Anomaly Detection vs Supervised Learning

When should you use anomaly detection versus supervised learning?

Use Anomaly Detection

  • Very few positive examples (0-20)
  • Many types of anomalies
  • Future anomalies may look different
  • Examples: fraud, manufacturing defects, monitoring

Use Supervised Learning

  • Sufficient positive examples
  • Consistent types of positive examples
  • Future positives similar to training
  • Examples: spam, disease diagnosis

Key Decision Factors

Anomaly Detection: Very small number (0-20) of anomalous examples. Large number of normal examples.Supervised Learning: Enough positive and negative examples to learn patterns (typically 20+).
Anomaly Detection: Many different ways for things to go wrong.
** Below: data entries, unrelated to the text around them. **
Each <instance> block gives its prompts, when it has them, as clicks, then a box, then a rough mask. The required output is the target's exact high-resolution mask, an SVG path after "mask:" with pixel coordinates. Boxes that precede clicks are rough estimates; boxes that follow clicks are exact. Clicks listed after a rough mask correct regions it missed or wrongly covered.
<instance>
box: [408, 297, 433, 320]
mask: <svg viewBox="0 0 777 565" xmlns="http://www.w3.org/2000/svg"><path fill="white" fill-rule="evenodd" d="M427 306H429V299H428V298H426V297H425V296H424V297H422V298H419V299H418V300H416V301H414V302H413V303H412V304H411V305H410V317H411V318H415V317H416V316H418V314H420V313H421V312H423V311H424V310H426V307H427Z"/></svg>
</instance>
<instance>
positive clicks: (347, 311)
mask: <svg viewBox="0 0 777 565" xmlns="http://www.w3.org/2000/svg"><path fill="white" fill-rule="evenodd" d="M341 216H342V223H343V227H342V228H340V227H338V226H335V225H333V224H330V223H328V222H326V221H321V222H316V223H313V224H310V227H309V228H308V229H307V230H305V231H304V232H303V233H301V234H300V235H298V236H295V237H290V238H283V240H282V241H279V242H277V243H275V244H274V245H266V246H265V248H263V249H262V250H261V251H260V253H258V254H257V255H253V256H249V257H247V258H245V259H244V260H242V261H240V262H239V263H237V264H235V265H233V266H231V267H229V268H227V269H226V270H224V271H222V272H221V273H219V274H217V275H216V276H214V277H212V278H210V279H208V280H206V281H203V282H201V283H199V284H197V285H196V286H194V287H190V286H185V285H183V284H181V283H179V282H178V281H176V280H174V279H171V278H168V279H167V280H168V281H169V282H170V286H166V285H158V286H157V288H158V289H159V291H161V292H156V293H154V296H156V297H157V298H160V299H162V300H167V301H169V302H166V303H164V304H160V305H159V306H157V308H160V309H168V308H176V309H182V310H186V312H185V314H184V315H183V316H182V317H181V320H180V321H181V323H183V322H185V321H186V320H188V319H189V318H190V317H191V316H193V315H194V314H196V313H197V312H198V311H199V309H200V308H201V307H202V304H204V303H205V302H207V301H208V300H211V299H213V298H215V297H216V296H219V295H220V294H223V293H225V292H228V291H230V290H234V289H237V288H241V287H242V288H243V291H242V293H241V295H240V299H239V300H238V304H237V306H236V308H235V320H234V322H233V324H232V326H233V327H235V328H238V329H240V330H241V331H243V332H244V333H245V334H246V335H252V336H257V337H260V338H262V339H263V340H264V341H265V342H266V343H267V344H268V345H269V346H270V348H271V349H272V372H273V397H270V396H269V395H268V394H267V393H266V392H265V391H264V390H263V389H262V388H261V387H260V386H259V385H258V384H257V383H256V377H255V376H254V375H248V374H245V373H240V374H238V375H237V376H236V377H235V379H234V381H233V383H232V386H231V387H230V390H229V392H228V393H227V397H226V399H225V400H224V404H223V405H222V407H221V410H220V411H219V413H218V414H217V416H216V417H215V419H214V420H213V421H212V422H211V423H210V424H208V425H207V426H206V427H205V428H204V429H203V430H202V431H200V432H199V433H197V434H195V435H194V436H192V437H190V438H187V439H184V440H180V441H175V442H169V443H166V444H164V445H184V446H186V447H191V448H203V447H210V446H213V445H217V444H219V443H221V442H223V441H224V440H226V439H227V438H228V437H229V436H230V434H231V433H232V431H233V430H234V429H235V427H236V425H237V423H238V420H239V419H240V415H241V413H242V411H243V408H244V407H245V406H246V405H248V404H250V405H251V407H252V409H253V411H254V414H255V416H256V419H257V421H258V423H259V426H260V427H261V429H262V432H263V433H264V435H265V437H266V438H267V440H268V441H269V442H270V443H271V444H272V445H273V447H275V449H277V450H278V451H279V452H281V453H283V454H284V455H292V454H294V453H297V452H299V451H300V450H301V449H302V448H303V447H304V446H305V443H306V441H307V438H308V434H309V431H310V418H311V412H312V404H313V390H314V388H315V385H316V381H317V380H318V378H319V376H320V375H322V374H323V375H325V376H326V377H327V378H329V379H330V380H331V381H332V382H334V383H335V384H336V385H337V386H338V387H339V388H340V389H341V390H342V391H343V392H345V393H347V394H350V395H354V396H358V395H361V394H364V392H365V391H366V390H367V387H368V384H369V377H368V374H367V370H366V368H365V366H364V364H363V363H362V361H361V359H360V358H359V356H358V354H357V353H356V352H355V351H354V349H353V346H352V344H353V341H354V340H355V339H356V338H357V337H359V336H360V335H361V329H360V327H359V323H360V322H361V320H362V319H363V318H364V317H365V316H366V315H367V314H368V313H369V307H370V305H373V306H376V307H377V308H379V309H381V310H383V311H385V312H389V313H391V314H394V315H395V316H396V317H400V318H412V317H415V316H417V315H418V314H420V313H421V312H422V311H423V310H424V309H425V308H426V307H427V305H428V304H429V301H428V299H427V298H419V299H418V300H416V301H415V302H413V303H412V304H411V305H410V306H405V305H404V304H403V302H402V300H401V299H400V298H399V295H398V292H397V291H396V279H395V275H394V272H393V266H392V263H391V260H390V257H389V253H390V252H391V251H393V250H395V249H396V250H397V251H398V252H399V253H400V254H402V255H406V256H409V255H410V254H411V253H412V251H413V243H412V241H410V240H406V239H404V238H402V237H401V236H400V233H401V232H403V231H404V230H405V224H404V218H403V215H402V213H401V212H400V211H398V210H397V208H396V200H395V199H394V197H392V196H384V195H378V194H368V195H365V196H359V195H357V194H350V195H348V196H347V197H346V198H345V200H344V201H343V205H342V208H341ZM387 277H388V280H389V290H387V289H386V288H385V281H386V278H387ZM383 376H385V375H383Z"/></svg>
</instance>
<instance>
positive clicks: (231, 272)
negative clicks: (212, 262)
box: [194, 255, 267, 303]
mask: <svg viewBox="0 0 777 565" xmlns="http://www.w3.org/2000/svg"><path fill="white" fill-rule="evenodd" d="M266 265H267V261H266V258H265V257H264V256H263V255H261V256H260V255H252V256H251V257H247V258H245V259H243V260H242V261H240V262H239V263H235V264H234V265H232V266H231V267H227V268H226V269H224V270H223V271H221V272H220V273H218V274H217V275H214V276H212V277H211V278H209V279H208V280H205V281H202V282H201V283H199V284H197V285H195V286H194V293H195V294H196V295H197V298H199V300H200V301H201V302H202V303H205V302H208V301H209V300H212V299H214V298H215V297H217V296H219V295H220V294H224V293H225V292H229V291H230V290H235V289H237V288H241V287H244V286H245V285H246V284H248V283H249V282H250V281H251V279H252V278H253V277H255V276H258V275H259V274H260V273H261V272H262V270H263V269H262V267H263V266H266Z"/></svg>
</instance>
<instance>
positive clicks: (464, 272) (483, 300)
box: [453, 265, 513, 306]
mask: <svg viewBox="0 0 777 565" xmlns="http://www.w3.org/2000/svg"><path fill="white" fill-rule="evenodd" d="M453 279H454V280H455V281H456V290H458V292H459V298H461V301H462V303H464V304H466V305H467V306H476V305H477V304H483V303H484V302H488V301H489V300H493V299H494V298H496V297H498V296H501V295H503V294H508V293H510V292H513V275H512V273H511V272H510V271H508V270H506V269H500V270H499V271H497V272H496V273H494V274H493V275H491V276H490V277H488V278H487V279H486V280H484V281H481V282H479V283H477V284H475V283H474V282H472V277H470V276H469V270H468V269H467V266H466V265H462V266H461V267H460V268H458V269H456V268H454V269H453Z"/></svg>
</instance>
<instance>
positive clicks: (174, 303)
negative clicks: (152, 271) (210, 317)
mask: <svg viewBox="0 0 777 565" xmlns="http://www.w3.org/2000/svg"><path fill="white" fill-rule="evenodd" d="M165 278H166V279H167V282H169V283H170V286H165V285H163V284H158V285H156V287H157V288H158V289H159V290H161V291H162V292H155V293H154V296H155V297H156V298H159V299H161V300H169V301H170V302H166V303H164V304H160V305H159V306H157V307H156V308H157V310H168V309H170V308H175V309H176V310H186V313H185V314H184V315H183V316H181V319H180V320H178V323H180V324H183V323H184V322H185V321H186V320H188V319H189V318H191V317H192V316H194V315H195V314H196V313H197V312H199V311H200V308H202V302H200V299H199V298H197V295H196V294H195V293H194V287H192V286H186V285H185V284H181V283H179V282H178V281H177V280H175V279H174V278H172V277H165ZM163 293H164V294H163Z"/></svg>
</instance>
Tomorrow’s anomalies may be unlike anything seen before (e.g., new types of engine failures).Supervised Learning: Future positive examples likely similar to training examples (e.g., spam emails tend to have recognizable patterns).

Practical Applications

Fraud Detection

Monitor transactions for unusual patterns indicating fraudulent activity

Manufacturing Quality

Detect defective products based on sensor readings and measurements

System Monitoring

Identify unusual server behavior indicating failures or attacks

Cybersecurity

Detect intrusions and unusual network activity

Key Takeaways

Best Practices:
  1. Feature selection is crucial: Choose features that might take unusually large/small values for anomalies
  2. Multiple initializations: Train on data assumed to be normal (a few anomalies in training set is usually okay)
  3. Tune epsilon carefully: Use cross-validation set with labeled anomalies
  4. Use appropriate metrics: F1, precision, recall - not accuracy
  5. Consider transformations: Sometimes applying log transforms or other transformations makes features more Gaussian
When Features Aren’t Independent:The algorithm assumes feature independence, but often works well even when this isn’t true. For handling correlations explicitly, consider multivariate Gaussian models.

Next Steps

Anomalies detection is a powerful tool in your unsupervised learning toolkit. Combined with clustering, you now have techniques to find structure and identify unusual patterns in unlabeled data.